Recent Releases of https://github.com/aksw/frankgraphbench
https://github.com/aksw/frankgraphbench - frankgraphbench v0.1.1
FranKGraphBench: Knowledge Graph Aware Recommender Systems Framework for Benchmarking
The FranKGraphBench is a framework to allow KG Aware RSs to be benchmarked in a reproducible and easy to implement manner. It was first created on Google Summer of Code 2023 for Data Integration between DBpedia and some standard RS datasets in a reproducible framework.
Check the docs for more information.
- This repository was first created for Data Integration between DBpedia and some standard Recommender Systems datasets and a framework for reproducible experiments. For more info, check the project proposal and the project progress with weekly (as possible) updates.
Data Integration Usage
pip
We recommend using a python 3.8 virtual environment
shell
pip install pybind11
pip install frankgraphbench==0.1.1
Install the full dataset using bash scripts located at datasets/:
shell
cd datasets
bash ml-100k.sh # Downloaded at `datasets/ml-100k` folder
bash ml-1m.sh # Downloaded at `datasets/ml-1m` folder
Usage
shell
data_integration [-h] -d DATASET -i INPUT_PATH -o OUTPUT_PATH [-ci] [-cu] [-cr] [-cs] [-map] [-w]
Arguments:
- -h: Shows the help message.
- -d: Name of a supported dataset. It will be the same name of the folder created by the bash script provided for the dataset. For now, check data_integration/dataset2class.py to see the supported ones.

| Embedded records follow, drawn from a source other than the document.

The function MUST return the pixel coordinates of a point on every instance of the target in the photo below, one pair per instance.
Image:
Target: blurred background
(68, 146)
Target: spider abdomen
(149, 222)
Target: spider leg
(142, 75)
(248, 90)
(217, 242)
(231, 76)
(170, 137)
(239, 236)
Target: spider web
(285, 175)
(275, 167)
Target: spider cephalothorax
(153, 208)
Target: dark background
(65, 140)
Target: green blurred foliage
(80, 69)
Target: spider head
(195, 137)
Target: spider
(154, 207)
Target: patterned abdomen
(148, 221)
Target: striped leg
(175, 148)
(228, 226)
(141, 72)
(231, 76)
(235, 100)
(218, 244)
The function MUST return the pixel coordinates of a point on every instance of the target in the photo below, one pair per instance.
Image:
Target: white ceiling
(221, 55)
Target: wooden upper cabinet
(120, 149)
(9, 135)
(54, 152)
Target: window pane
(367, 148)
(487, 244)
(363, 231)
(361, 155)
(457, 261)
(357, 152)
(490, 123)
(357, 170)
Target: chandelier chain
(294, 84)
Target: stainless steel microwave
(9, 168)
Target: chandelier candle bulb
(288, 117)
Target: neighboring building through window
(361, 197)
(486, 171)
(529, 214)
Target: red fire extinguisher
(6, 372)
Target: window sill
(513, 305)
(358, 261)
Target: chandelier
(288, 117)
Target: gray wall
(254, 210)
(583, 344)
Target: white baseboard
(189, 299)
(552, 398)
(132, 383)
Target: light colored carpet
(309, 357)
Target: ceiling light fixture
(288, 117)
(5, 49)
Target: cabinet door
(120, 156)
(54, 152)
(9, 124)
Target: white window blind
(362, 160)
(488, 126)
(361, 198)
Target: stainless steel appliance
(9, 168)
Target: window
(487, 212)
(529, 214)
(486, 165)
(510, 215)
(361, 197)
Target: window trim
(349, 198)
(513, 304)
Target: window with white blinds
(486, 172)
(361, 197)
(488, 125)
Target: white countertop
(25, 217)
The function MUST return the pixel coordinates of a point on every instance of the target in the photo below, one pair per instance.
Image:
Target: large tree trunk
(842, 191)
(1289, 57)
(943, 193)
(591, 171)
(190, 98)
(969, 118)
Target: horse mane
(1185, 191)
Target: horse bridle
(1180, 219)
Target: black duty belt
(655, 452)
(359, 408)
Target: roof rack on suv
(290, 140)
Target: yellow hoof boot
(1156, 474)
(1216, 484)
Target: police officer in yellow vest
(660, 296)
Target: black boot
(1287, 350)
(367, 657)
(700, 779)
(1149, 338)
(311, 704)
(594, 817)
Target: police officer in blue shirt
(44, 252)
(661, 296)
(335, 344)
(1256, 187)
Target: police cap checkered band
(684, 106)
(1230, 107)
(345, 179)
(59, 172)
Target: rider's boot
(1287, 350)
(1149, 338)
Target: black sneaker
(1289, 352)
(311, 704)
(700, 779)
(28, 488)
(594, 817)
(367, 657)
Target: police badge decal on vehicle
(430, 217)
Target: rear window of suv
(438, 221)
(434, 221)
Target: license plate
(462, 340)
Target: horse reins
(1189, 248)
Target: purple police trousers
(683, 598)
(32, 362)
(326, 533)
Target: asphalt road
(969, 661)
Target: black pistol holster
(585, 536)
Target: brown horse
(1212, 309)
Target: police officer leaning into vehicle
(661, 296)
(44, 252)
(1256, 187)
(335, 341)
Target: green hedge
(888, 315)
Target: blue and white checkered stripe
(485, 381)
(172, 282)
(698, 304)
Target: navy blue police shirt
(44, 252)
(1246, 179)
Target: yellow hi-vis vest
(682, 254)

- -i: Input path where the full dataset is placed.
- -o: Output path where the integrated dataset will be placed.
- -ci: Use this flag if you want to convert item data.
- -cu: Use this flag if you want to convert user data.
- -cr: Use this flag if you want to convert rating data.
- -cs: Use this flag if you want to convert social link data.
- -map: Use this flag if you want to map dataset items with DBpedia. At least the item data should be already converted.
- -w: Choose the number of workers(threads) to be used for parallel queries.
Usage Example:
shell
data_integration -d 'ml-100k' -i 'datasets/ml-100k' -o 'datasets/ml-100k/processed' \
-ci -cu -cr -map -w 8
Supported datasets
| Dataset | #items matched | #items | |---------|---------------|---| |MovieLens-100k|1462|1681| |MovieLens-1M|3356|3883| |LastFM-hetrec-2011|11815|17632| |Douban-Movie-Short-Comments-Dataset|25|28|douban-movie| |Yelp-Dataset|---|150348|yelp| |Amazon-Video-Games-5|---|21106|amazon-video_games-5|
Framework for reproducible experiments usage
pip
We recommend using a python 3.8 virtual environment
shell
pip install pybind11
pip install frankgraphbench
Usage
shell
framework -c 'config_files/test.yml'
Arguments:
- -c: Experiment configuration file path.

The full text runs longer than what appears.